Le monde de la mode n’a jamais envisagé d’un bon œil que les mannequins puissent jouir de la liberté d’expression et du droit de choisir. Mais les fondatrices de cette nouvelle agence – elles n’ont que 24 ans! – ne savent-elles pas que des individus qui disent ce qu’ils pensent sont susceptibles de nuire aux affaires? «Les marques aiment ceux qui peuvent représenter de façon authentique leur identité, affirme Mme Greene. Avec nous, elles savent qu’elles ne travailleront pas avec des potiches. Et puis, nos mannequins sont peut-être francs, mais ils savent se tenir.»
Ce genre d’attitude convient à certains clients, notamment à Dr. Martens, Vivienne Westwood et ASOS. «Quand un contrat est signé avec Anti-Agency, le mannequin et la marque savent à quoi s’attendre», énonce le musicien, mannequin et barman Chris Tanner. L’artiste maquilleuse et mannequin Portia Williams acquiesce: «Les clients retiennent vos services pour ce que vous êtes, pas seulement pour ce dont vous avez l’air.»

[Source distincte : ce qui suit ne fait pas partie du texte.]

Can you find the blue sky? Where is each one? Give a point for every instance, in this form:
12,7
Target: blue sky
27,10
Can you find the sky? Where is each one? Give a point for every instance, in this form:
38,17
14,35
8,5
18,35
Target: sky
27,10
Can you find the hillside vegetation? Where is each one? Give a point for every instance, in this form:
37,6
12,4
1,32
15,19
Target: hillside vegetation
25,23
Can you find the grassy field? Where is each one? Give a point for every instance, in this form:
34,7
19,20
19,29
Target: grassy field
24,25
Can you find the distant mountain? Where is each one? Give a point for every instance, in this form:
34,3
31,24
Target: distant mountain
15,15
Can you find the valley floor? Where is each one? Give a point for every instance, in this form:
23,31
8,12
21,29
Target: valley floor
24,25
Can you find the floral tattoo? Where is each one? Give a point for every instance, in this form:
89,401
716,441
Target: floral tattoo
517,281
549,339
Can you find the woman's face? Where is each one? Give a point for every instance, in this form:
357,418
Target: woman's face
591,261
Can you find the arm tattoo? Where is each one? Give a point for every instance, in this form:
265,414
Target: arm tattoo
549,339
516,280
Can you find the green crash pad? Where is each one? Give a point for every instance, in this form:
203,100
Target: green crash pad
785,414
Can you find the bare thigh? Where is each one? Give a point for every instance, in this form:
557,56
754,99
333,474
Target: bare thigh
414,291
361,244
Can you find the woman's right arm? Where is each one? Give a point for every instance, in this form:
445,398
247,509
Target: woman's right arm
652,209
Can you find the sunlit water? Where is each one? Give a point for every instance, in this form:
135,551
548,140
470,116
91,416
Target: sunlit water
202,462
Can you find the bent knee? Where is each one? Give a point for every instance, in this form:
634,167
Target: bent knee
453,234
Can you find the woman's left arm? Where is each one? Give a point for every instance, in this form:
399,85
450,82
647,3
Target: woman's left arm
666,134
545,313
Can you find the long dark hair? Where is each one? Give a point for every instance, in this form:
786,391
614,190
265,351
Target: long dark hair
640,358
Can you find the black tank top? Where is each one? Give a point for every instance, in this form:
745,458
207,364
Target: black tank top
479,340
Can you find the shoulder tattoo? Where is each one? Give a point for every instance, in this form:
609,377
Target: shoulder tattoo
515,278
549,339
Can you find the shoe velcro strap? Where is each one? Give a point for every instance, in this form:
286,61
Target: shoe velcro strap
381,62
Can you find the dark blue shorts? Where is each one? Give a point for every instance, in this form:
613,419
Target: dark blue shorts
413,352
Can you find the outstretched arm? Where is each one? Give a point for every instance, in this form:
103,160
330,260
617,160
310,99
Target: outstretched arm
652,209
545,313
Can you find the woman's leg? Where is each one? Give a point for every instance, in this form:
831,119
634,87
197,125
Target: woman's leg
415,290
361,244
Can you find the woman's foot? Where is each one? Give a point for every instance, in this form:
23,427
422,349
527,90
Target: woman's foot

Le modèle d’entreprise pour le moins particulier des deux stylistes est parfaitement en phase avec les jeunes de 20 ans, qui peuvent difficilement être associés à une seule activité professionnelle – c’est l’avènement du mannequin-DJ-artiste!
«Nos mannequins sont ambitieux, et les gens cherchent à aller au-delà de l’image pour mieux les connaître», explique Mme Lennard.
«Plusieurs mannequins féminines font ainsi partie d’une nouvelle vague de «filles à personnalité forte», comme «Chloe Norgaard [à la chevelure arc-en-ciel], Cara Delevingne et Kendall Jenner».
Par ailleurs, l’usage promotionnel des médias sociaux amène le public à s’intéresser à la vie privée des mannequins d’une façon nouvelle. «Ce qui attire, ce sont eux en tant qu’individus», affirme Mme Greene. D’où les photos Instagram de Cara Delevingne tirant la langue ou de Miley Cyrus montrant ses fesses. Les agents artistiques se servent également des médias sociaux pour découvrir de nouveaux visages. «Vous pouvez en apprendre beaucoup sur leur vie grâce à Facebook et à Instagram», explique Mme Greene. «C’est un peu la traque via Facebook», ajoute Mme Lennard.
Pour les deux femmes – qui ont d’abord vu dans leur association un moyen d’aider leurs amis créatifs à gagner un peu d’argent –, le temps est venu de tirer profit de l’engouement du monde de la mode pour l’excentricité et d’envoyer leurs 50 protégés à l’assaut du marché planétaire. Et, qui sait, peut-être l’armée de mannequins nouveau genre d’Anti-Agency réussira-t-elle à faire passer la beauté conventionnelle pour quelque chose de tellement dépassé!